Fig. 1: Quality evaluation of v4.0.a1 and v4.0.a2.

a Bar graph showing the percentages of gene models with different ranges of AED scores in v4.0.a1 and v4.0.a2. For each bar, the four colors from bottom to top indicate genes in the AED ranges 0–0.25, 0.25–0.5, 0.5–0.75, and 0.75–1, respectively. b Boxplot showing the mRNA quality index (QI) in v4.0.a1 and v4.0.a2. **, P < 0.01, Student’s t-test

Prediction of gene functions

To update gene functional annotations of v4.0.a2, all the protein sequences were blasted against the InterPro database using InterProScan16. As a result, 30,692 genes contain known protein domains in the Pfam database, compared to 25,095 genes in v4.0.a1 (Table 1). Then, Blast2GO17 was used to assign GO categories for all the genes. Consequently, 18,523 genes are allocated to specific GO terms, compared to 15,208 genes in v4.0.a1 (Table 1). Furthermore, transcription factors and protein kinases were also detected and classified by the iTAK pipeline18. A total of 1,590 transcription factors and 393 transcriptional regulators were identified in the v4.0.a2 annotation (Table S3). There are 139 more transcription factor genes in v4.0.a2 than v4.0.a1. The size of some gene families changes dramatically. For instance, the members of the family far-red impaired response 1 (FAR1) are increased from 2 to 82. The founding member FAR1 shares similarities to Mutator-like transposases and acts together with far-red elongated hypocotyls 3 (FHY3) in the nucleus to regulate gene expression in the phytochrome A signaling pathway19,20. Some other transcription factor families also gain moderately in number, such as the B3 family from 77 to 89, the bHLH family from 102 to 107, and the MYB family from 117 to 121. In addition, there are 1,145 protein kinase encoding genes in v4.0.a2, 92 more than in v4.0.a1 (Table S3). As detailed above, v4.0.a2 contains a large number of genes that are either absent or have inaccurate annotations in v4.0.a1.

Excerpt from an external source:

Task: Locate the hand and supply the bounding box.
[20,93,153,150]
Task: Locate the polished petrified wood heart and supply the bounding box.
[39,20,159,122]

Characterization of the new genes identified in v4.0.a2

When comparing the gene models in v4.0.a1 and v4.0.a2 by Cuffcompare, a total of 24,978 genes are shared, accounting for 87.37% of v4.0.a1 and 73.45% of v4.0.a2. In total, 3,610 genes in v4.0.a1 are absent from v4.0.a2; most of them are either not supported by expression or not supported by protein homology evidence. More importantly, v4.0.a2 added 9,029 new genes (Fig. 2b, Table S4); these new genes are from intergenic regions or genic regions with thoroughly different gene models in v4.0.a1. To further characterize these new genes, we examined their distribution across the genome. We found that these genes are evenly distributed in the seven chromosomes (Fig. 2b), ranging from 847 in Chromosome 7 to 1,704 in Chromosome 6. Then, we examined their expression levels in the 46 tissue types according to the RNA-seq data. A total of 4,832 genes (53.52% out of the 9,029 genes) are expressed at a level greater than 1 transcript per million reads (TPM) in at least one of those tissues (Table S4). The distributions of the maximum expression level of these 9,029 genes and the 24,978 shared genes among the tissues were plotted (Fig. 2c). Notably, many new genes are expressed at very low levels or not expressed at all. We hypothesize that these genes should be well supported by the conservation of protein sequences. As expected, 5,793 new genes (64.16%) contain Pfam protein domains21, and 2,967 new genes (32.86%) possess GO terms. These genes might be expressed in other unexamined tissues or induced under different growth conditions. Overall, a total of 7,361 new genes (81.53%) are strongly supported by either digital gene expression or conserved protein domains. The expression patterns of the top 100 most abundantly expressed genes in the available transcriptome data were analyzed by hierarchical clustering. As shown in Fig. 2d, a large proportion of them are specifically expressed (Table S4), for instance, in the heart-stage embryo, stage 12 anther, or mature pollen.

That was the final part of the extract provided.